Der Spaß am täglichen Miteinander war wohl auch ein Grund, warum die Weltenbummlerin nach Jahren auf Kunsthandwerks- und Mittelaltermärkten im November 2010 ihr eigenes Geschäft eröffnet hat, "Home on earth", einen Laden für nachhaltiges Design. Auf dem Boden des hellen Lokals im Altstadtviertel Raval reihen sich Filzpantoffeln in allen Größen und Farben, daneben liegen bunte Teppiche, an einer Kleiderstange hängen Sweat-Shirts und Jacken. Die Entwürfe stammen von der Chefin selbst, einer ausgebildeten Grafik-Designerin. Produziert wird in Indonesien und Nepal, von ihr persönlich mitbetreuten Projektwerkstätten, zu fairen Preisen. Möbel aus nachhaltig erwirtschaftetem Holz und handgefertigte Baby-Kleidung aus Bio-Materialien ergänzen das Angebot. In einer sendungsbewussten, kosmopolitischen Stadt wie Barcelona funktionieren solche Konzepte gut, auch in Krisenzeiten.

Während Mette Aargard ein paar Kunden skandinavische Lampen zeigt, passt eine Kollegin auf, dass der einjährige Vigo nicht auf die Straße krabbelt; der drei Jahre ältere Noe spielt hinterm Verkaufstresen Computer. Von Elternzeit oder einem Betreuungsangebot wie in Dänemark kann man in Spanien nur träumen, der Alltag mit Kind fordert einiges an Organisation. Manchmal fehle ihr solcher Komfort, dann vermisst sie nordeuropäische Effizienz. "Dafür nehmen sich die Menschen hier mehr Zeit füreinander."

Mit ihren Söhnen spricht Aagaard dänisch, der Vater deutsch, untereinander unterhält sich das Paar auf Englisch.

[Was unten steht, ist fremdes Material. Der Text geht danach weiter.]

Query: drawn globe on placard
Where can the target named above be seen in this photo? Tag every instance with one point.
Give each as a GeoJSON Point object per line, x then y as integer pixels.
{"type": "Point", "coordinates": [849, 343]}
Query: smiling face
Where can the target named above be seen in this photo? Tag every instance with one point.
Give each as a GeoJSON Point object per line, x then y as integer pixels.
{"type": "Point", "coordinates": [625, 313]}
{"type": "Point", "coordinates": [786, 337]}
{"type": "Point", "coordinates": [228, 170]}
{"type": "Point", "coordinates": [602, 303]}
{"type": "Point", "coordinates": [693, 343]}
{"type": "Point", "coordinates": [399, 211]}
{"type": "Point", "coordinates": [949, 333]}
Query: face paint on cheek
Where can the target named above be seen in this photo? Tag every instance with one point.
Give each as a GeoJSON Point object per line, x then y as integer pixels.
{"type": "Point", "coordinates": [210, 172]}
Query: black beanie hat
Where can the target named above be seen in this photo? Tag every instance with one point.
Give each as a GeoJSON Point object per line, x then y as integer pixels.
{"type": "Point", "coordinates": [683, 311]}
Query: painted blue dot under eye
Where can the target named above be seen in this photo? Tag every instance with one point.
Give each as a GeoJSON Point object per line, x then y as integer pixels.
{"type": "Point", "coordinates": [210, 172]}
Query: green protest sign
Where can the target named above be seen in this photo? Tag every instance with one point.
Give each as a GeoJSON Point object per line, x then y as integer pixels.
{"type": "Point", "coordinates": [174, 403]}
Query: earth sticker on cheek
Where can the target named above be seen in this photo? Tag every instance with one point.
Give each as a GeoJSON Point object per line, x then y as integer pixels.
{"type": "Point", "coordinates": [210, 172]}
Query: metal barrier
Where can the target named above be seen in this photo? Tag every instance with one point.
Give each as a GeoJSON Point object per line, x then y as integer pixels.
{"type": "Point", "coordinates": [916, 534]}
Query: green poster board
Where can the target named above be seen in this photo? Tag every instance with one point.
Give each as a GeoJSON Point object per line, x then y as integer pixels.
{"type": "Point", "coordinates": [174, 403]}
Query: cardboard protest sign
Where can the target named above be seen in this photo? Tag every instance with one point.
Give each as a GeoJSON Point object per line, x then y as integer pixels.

Von Freunden und auf der Straße hören die Kinder überwiegend spanisch; spätestens in der Schule wird mit Katalanisch eine fünfte europäische Sprache dazukommen. In welcher Sprache sie sich einmal heimisch fühlen werden? Mette Aagard zögert einen Moment, sagt dann: "Mir ist es schon wichtig, dass sie meine Sprache sprechen und verstehen. Aber welchem Land sie sich zugehörig fühlen, ist Nebensache." Vielleicht sind sie ja tatsächlich einmal das, was "Home on Earth" nahe legt: zu Hause in der ganzen Welt - oder zumindest in Europa.